Por José Alcimar de Oliveira*
01. Aumenta o fosso entre o Estado Realmente Existente (EREx) e o Estado Democrático de Direito (EDD), que deveria ser o constitutivo ontológico da República Federativa do Brasil, conforme estabelece a Constituição de 1988, promulgada há 30 anos. Nenhuma trapaça pode por muito tempo malbaratar o real, que tem precedência ontológica sobre o legal. Nesse arremedo de República chamado Brasil, a dita República é para o povo uma miragem. Nossa República nasceu, se organizou e se amplia, desde 1889 até esses tempos de obscurantismo e arbítrio, de 2018, como um Estado Oligárquico de Privilégios.
02. De 1500 a 2018, de Álvares Cabral a Cabral Filho, nenhum governante, nenhum mesmo, chegou sequer a arranhar a estrutura oligárquica dessa República nunca de fato proclamada, e, se proclamada, nunca consolidada. Há 170 anos, em 1848, no Manifesto, Marx e Engels já haviam adiantado, 41 anos antes da dita proclamação, o real estatuto de nossa República de Poucos: o de um comitê administrativo dos interesses da burguesia. República sem Povo e contra o Povo é República Trapaceira.
03. Devemos aos gregos – não na forma do presente ofertado aos troianos – um legado imprescindível à democracia, e articulado em dois princípios: o da isonomia e o da isegoria, ainda que nos limites do excludente Estado Democrático Ateniense, que restringia o direito à cidadania a não mais que 10% da população. Guardadas as proporções e diferenças, e a seguir a linha da exclusão social ou da inclusão perversa, o nosso coeficiente democrático pouco avançou em relação ao da Atenas socrática.
04. Princípio da Isonomia, porque a universalidade da lei implica que todos, igualmente, a ela estão submetidos, nos direitos e nos deveres. A cidadania não pode ser dosada. Uns não podem ser mais cidadãos do que outros. Tal dosimetria tem algo de teratológico, conceito de corrente uso em nossa Suprema Corte. A isonomia é do estatuto do ontológico. É a totalidade do Povo Brasileiro, e não pequena parcela dele, que tem direito ao Estado Democrático de Direito. Do contrário, que se revogue o Art. 1º da Constituição da República Federativa do Brasil.
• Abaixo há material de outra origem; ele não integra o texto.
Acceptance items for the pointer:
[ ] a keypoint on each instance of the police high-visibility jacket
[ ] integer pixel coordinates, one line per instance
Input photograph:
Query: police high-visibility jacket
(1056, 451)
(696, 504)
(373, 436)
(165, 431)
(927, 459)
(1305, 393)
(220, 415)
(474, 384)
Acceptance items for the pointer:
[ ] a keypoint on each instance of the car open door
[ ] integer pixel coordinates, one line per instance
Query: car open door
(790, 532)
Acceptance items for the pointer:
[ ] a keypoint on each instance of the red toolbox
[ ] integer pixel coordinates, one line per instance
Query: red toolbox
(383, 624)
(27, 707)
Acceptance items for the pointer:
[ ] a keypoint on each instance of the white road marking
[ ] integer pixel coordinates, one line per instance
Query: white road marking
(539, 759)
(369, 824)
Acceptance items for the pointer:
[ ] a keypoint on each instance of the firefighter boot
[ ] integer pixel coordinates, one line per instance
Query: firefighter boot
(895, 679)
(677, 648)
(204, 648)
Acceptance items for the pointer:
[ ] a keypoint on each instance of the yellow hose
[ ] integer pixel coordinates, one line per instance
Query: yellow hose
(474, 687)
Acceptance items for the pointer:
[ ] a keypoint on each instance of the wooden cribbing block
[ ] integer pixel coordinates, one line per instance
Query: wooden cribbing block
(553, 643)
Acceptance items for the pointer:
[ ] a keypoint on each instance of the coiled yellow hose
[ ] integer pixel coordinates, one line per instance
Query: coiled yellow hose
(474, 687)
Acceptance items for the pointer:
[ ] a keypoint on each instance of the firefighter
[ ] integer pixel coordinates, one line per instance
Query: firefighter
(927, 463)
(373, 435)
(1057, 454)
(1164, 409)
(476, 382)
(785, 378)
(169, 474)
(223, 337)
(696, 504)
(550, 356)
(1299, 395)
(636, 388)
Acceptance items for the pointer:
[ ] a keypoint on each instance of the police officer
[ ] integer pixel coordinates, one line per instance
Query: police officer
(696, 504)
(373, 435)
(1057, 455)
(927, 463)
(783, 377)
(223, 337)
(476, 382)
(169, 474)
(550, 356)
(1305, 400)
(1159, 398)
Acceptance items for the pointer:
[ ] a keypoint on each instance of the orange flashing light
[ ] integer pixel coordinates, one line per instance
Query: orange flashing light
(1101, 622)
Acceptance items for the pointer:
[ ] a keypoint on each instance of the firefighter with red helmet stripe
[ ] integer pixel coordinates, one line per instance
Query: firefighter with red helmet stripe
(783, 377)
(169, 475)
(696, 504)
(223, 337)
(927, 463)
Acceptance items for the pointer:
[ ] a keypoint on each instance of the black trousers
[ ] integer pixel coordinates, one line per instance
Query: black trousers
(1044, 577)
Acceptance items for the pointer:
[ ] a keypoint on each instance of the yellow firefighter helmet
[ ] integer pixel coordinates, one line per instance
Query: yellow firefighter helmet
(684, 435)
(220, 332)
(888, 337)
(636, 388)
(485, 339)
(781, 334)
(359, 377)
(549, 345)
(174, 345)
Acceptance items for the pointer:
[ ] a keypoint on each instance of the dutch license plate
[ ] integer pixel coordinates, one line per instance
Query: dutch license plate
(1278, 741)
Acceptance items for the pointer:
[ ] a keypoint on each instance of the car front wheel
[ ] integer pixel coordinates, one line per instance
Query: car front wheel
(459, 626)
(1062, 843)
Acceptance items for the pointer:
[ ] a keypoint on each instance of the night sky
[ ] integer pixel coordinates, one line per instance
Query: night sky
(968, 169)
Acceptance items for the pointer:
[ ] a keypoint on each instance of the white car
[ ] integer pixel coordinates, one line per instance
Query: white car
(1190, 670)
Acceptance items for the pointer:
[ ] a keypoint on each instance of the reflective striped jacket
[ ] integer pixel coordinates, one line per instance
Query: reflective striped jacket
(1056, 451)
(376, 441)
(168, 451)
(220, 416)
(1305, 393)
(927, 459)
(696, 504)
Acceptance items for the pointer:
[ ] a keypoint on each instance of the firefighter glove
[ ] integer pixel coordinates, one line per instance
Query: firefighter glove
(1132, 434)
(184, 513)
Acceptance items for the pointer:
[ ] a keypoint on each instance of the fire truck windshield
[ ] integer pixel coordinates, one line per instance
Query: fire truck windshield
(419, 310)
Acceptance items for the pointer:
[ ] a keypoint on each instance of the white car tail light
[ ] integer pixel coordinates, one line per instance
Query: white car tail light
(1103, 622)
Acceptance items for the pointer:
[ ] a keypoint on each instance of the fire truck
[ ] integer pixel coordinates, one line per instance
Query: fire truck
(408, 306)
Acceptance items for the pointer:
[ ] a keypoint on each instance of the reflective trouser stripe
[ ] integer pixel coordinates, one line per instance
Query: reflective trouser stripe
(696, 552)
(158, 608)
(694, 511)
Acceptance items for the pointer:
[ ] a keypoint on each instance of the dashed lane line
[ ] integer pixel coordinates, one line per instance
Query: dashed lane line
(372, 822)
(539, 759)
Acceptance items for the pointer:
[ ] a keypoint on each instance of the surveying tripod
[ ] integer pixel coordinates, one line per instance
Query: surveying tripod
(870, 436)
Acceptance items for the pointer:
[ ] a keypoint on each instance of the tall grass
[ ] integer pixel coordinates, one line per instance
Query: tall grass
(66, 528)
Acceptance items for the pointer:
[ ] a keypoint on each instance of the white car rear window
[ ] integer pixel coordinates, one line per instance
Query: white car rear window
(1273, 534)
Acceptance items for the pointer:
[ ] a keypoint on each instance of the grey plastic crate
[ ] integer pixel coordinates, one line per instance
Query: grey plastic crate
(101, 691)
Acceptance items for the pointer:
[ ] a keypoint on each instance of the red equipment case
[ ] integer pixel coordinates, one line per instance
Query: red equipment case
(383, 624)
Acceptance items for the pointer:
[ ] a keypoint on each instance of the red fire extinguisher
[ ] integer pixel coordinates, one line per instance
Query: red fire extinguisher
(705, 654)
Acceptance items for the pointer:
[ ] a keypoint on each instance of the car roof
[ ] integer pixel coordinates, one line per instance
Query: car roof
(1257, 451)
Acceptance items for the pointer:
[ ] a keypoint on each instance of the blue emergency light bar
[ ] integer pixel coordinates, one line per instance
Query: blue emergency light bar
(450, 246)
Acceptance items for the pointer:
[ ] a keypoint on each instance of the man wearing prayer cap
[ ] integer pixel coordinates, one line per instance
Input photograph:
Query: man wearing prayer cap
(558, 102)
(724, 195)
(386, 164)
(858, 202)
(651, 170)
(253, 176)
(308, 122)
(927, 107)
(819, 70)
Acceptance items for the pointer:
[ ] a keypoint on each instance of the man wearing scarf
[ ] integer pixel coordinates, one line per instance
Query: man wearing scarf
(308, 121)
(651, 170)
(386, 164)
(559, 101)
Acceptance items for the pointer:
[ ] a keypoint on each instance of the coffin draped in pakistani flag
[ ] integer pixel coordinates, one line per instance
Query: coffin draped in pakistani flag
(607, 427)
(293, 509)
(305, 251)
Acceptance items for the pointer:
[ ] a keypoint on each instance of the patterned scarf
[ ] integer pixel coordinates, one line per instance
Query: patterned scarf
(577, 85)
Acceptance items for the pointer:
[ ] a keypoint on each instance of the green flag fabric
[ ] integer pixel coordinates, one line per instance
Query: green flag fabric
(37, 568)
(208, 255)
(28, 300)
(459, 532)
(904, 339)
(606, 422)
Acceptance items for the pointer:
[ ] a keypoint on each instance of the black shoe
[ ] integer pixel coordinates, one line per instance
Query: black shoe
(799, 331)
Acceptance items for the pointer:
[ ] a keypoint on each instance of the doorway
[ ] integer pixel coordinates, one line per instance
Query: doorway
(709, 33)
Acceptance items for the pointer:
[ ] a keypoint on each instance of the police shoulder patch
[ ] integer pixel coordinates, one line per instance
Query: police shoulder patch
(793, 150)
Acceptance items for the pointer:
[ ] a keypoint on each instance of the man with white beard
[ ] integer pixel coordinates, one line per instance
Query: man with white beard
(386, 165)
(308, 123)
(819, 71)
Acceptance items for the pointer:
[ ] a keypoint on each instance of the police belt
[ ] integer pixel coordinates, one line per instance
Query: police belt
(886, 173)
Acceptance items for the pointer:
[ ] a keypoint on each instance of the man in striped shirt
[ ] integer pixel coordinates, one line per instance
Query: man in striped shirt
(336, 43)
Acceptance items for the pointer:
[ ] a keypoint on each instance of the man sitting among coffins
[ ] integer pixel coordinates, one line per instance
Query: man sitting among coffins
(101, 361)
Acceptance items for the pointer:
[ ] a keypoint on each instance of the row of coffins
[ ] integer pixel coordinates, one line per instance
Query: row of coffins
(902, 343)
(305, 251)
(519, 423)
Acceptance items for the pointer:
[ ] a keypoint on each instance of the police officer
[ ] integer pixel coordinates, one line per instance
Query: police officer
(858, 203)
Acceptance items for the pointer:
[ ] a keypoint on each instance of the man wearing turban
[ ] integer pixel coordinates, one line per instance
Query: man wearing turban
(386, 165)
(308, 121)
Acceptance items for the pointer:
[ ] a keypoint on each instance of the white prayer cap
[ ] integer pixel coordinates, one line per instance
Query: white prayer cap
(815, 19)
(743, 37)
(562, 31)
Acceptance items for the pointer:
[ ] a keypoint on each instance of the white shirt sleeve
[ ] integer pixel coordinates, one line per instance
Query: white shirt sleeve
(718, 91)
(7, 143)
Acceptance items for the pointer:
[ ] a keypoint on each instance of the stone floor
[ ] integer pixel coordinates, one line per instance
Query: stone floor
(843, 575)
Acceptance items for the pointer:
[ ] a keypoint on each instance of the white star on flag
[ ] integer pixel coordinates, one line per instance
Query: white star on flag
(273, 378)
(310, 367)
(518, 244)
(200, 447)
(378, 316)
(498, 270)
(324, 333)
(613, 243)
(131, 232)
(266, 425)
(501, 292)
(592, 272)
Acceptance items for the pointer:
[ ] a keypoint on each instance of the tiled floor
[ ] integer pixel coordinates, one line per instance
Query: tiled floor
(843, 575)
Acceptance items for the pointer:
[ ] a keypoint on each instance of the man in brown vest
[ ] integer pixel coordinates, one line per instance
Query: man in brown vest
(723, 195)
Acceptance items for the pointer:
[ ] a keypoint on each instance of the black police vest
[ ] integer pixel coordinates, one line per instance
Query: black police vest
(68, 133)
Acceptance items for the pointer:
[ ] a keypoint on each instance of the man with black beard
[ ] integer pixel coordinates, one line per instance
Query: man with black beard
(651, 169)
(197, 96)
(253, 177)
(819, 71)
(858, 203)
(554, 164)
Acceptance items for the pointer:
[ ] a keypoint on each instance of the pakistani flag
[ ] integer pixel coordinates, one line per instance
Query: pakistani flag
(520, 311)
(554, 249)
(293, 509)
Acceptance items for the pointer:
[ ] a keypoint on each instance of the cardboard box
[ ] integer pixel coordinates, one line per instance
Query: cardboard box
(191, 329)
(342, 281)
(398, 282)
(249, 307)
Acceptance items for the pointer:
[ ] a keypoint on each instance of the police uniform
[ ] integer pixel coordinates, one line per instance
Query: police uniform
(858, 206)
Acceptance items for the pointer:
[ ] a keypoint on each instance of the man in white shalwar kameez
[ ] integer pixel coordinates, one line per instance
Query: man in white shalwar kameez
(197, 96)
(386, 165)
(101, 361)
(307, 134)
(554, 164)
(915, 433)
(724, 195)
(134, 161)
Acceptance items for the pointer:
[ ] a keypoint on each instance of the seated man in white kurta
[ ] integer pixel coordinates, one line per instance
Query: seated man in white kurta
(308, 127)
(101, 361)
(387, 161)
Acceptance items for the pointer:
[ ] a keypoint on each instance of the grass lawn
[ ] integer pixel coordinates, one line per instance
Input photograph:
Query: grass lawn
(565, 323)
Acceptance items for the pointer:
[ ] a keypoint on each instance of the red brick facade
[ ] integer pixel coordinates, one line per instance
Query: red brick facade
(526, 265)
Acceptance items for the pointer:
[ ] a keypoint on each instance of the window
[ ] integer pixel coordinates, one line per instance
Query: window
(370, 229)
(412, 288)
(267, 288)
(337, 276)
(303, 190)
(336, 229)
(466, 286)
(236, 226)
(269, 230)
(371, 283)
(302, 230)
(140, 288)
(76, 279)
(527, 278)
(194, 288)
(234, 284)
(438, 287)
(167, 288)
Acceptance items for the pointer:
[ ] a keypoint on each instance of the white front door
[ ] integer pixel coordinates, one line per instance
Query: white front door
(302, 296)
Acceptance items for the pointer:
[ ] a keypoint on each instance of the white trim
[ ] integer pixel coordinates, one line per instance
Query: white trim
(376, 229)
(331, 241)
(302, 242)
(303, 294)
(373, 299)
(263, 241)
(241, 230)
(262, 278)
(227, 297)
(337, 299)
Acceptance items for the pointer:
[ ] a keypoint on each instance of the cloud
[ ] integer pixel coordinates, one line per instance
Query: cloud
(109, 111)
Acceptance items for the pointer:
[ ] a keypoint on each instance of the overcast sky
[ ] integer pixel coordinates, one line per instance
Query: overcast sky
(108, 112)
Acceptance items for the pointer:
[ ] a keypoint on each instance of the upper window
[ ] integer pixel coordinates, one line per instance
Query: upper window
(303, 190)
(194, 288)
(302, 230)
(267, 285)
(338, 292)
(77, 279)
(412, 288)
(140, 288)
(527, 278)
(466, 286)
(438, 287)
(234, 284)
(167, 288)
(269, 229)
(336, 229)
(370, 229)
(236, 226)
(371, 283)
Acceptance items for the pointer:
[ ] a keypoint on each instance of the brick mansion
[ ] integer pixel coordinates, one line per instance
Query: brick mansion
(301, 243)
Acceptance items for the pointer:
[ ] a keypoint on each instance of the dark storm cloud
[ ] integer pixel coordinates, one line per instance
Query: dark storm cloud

05. Princípio da Isegoria, sem o qual é impossível materializar-se o princípio da isonomia, porque é inerente à cidadania o direito de expressar-se de forma pública. Isegoria resulta da fecunda combinação de dois termos gregos Iso e Ágora. Igualdade e Espaço público (praça). Remete ao direito do cidadão de fazer uso político da palavra. Na base da isegoria está a ágora, a praça. É na praça que o povo pode desmontar as trapaças. Kant chamaria a isso de uso público da razão. Marx, de consciência de classe: quando a teoria, ao ser apropriada pelas massas, se transforma em força material.
06. Não há cidadania sem o sagrado direito ao esclarecimento. Kant chegava a tipificar de crime contra a natureza humana o fato de uma época tramar e conjurar para submeter a seguinte a condições que a impeçam de apropriar-se do esclarecimento. Para o circunspecto filósofo de Koenigsberg, o avançar no conhecimento sob a forma de Aufklaerung (esclarecimento) é uma determinação original da natureza humana. Lesar essa determinação “significa ferir e calcar aos pés os sagrados direitos da humanidade”.
07. Há 200 anos nascia Karl Marx. Há 100 anos nascia Antonio Candido. Há 50 anos irrompeu da luta o maio de 1968 na França, a resistência estudantil ao golpe civil-militar de 1964 no Brasil e Martin Luther King era assassinado em razão de sua luta pelos direitos civis da população negra dos Estados Unidos. O que faremos de 2018? Sartre admitia como necessário agir sem esperança, mas agir. E na sequência da afirmação sartreana, me permito completar: agir sempre, porque se alguma esperança for possível, será aquela que nasce do agir.
*O autor é professor do Departamento de Filosofia da Universidade Federal do Amazonas, base da ADUA-S.Sind., filho dos rios Solimões e Jaguaribe e devoto do Padim Ciço.